Section IV: Profiles, includes several illuminating profiles, including one of "thelonius, the syncopating monk" (in Private Stock, where the introverted piano player is compared to a cloistered monk offering a visitor tastes of vintage wine). William Faulkner is profiled in the long and profoundly moving poem, William Faulkner: Noun Place and Verb, which previously appeared in The New Republic on December 11, 2000 and in Faulkner at 100: Prospect and Retrospect (University Press of Mississippi, 2000).
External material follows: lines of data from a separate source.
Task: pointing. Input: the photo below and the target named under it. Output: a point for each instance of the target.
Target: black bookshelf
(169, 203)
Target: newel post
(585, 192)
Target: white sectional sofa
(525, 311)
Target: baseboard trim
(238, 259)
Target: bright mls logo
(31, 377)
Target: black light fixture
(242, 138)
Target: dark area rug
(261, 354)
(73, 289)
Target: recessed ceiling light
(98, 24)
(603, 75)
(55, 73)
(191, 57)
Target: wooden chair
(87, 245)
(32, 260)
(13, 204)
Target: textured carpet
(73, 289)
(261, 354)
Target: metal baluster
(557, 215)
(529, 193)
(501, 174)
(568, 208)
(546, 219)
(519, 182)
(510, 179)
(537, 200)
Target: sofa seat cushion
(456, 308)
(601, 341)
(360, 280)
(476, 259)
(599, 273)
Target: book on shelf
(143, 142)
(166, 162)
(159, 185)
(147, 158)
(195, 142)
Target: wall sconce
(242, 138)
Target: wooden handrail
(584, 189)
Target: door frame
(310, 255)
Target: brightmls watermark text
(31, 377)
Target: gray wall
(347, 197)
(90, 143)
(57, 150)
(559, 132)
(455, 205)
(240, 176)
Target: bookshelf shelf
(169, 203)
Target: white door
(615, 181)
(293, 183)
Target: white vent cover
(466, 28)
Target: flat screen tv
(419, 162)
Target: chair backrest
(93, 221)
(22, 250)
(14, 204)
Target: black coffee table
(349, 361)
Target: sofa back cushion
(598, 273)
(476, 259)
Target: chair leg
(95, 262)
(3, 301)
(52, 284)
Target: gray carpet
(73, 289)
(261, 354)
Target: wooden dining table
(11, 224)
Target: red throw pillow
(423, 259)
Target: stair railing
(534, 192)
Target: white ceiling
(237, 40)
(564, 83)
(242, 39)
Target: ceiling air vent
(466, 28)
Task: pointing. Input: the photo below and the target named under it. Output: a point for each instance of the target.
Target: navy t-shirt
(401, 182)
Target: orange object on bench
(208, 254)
To experience the full, pensive, haunting power of this poem, it must be read start to finish; but for an example of style, here are the first and last stanzas:

memory he said believes he said
and himself did who was himself
memory and did himself believe
and then remember to recollect,
whose name was william faulkner
whose place was mississippi
and whose verb was tell.
nigger? the sheriff said in hot pursuit
of the inherently illusive mississippi
    christmas,
nigger? he said. maybe nigger, maybe not
they told him then
whose memory like theirs believed in
    shadows
as much as men

There is also a debunking of a "wannabe femme fatale" entitled Miss Hot Stuff and a powerful and very funny critique of Sigmund Freud. We learn that "dear doctor freud", along with "dear doctor marx" in Murray’s poem, is, hilariously, among other things: "master of machine age medicine patents". A sample of Inside Dopester is as follows:

herr doktor (which is to say wish doctor)
    freud was the
father matriarch not of ancient greek
but of modern viennese mythology
he now rests, however, not in that city of
    elegant dressage
        (tho minus the syncopating sidewalks)
but in london the anglo-saxon citadel of
stiff upper lips
a refugee from the nastiness
of teutonic gas holes but not always
    consistently pro-semitic himself
resenting (somewhat) his own mostly nice
paterfamilias
rationalizing it away with a cock and bull formula:
parental regard is to greek incest as filial
    disobedience
is to murder
and then charging his confused and
    scandalized patients
with (and for) hating (or loving) theirs
revealing in the process his other
    psychosis
as occupational: the fee he said
was part of the therapy

Finally, Section V: Gospel Reverberations are three short religion-themed poems with a fourth, long crown jewel of a poem, Jawbone Sermon, in which Murray preaches and swings at the pulpit, bringing an end to this lively volume. Jawbone Sermon might remind some people of James Weldon Johnson’s God’s Trombones: Seven Negro Sermons in Verse, but it probably is of closer relation to Louis Armstrong’s character of "Elder Eatmore", Armstrong’s alter-ego as his playful-preacher person, as it is a bit more irreverent than Johnson’s poems. At the end of the sermon, the preacher confuses the story of Gideon with that of Sampson. But this is not mocking the preacher, just pointing out that way back when, many preachers did not really know the text of the Bible all that well.

Murray brings great energy and humor to his work which makes it exciting and makes the words come to life. These poems are at times laugh-out-loud hilarious (but not silly), at times poignant, touching but never sentimental, tough but not hard-boiled, and at times employing a razor sharp wit. Above all, these poems celebrate and accept life with all its imperfections and unpredictability.

For a small volume, it is conceivable that one may be discouraged by the price of $20, I can imagine many people saying "$20 for this little book?!". Certainly Pantheon, Knopf, or Random House (or whoever actually decides these things) could have charged $15 or even $10 and still recouped their money, because perhaps more people and libraries would have bought it.. But this swinging collection must really be considered a bargain at any price. Conjugations and Reiterations is a necessity for students or fans of contemporary poetry, and of the blues and jazz, and American culture in general.